Opinion

REVIEW: The Walking Dead: ‘Always Accountable’

   DailyWire.com

Daryl makes the same mistake twice and even Abraham can’t remember all of the minor characters on the show at this point. Those were the major plot elements from episode six of season six of AMC’s The Walking Dead, “Always Accountable.”

If television seasons had names, season 6 would be called ‘the longest day in human history.’ So far, every episode in the season, with the exception of the Morgan-centered flashback episode, “Here’s Not Here,” has taken place on the day of the dress rehearsal for Rick’s plan to dispatch the horde in the pit outside of Alexandria. This conceit worked very well for the first three episodes of the season, but has really started to wear thin six episodes in – a situation not helped any by the now-insulting way the producers are deliberately avoiding the question of Glenn’s fate from episode three.

This time, we pick up the story from Daryl, Abraham and Sasha’s points-of-view as they finally end their mission to lead the pit horde twenty miles away from the safe-zone at Alexandria.

The episode opens with a truly surprising moment as the trio is ambushed driving through what we all have assumed was an abandoned area around the safe-zone. Who is behind the ambush? We don’t know, and the episode does very little to give us an answer – never even showing the faces of most of the attackers.

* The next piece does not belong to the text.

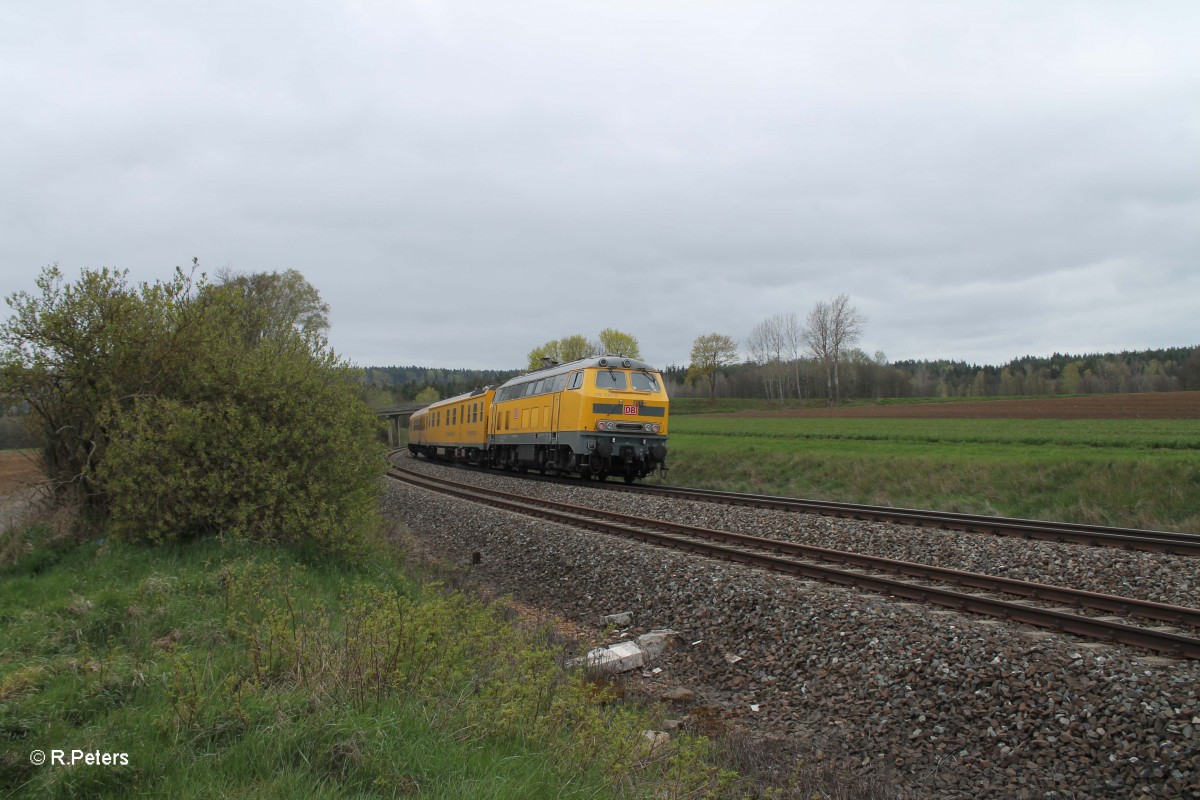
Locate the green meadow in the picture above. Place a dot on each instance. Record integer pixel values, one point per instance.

What we do know is that they are much better armed than the still mysterious Wolves, and they like “willing ass,” an ominous reference, it would seem, to their view of women, and a promising setup for future episodes that examine as-yet-unexplored horrors from the end of civilization.

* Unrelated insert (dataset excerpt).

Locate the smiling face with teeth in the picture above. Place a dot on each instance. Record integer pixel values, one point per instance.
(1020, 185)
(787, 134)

Unfortunately, that’s pretty much the end of the excitement.

Most of “Always Accountable” revolves around the unlikely.

It’s unlikely that Daryl and Sasha’s perfectly good walkie-talkies WOULD JUST NEVER WORK, I MEAN EVER, NOT EVEN ONCE, NOT EVER, NO MATTER WHAT, SERIOUSLY, EVEN THOUGH THEY CAN’T BE MORE THAN A MILE APART.

It’s unlikely that the highly-skilled and deadly Daryl would let an emotional man who has never taken a single human life get the drop on him – twice.

It’s unlikely that anyone who has survived up until this point in the zombie apocalypse would kneel down between two “dead” bodies to adorn them with wild flowers.

It’s unlikely that Abraham, even drunk on his blood-lust, would wrestle face-to-face with an immobilized walker in a compromised and precarious position for no discernable reason instead of just stabbing it in the head like he does everyday.

And it’s even more unlikely that Abraham would forget that he has a girlfriend back in the besieged Alexandria and confess his sudden worth-living-for attraction to Sasha, even though the writers and producers have certainly forgotten her since I can’t recall having seen her for more than two seconds all season.

“Always Accountable” asks the audience to suspend their disbelief a few too many times for pretty much no payoff at all – other than the hope that we will one day get to see that RPG Abraham swipes put to some exciting use…

The fundamental challenge of TWD is that it must interrupt the action of the zombie apocalypse from time to time in order to build a world and characters for us to care about when the apocalypse resumes. That it does this at all is a testament to the writing and producing of the show, but it rarely does it well, and “Always Accountable” is a very clunky effort. The episode certainly sets up future conflict, but since the existing conflict of the season has not only not been concluded – it’s hardly been addressed in three episodes, this outing just feels once again like a mislead. It’s always fun to spend an episode with Daryl, but here he feels like half the soldier he used to be for no real reason. The only moment that captures the dangerous man we have come to love is when he growls “You will be [sorry]” at the couple who has just stolen his bike and crossbow after he has saved their hides for no reason at all other than basic human kindness. But who are they, and who did he save them from? Those are questions for another episode.

The problem is that with only two episodes left before the mid-season hiatus, it’s time for the show to get back to the questions it has already asked, not to burden us with new ones.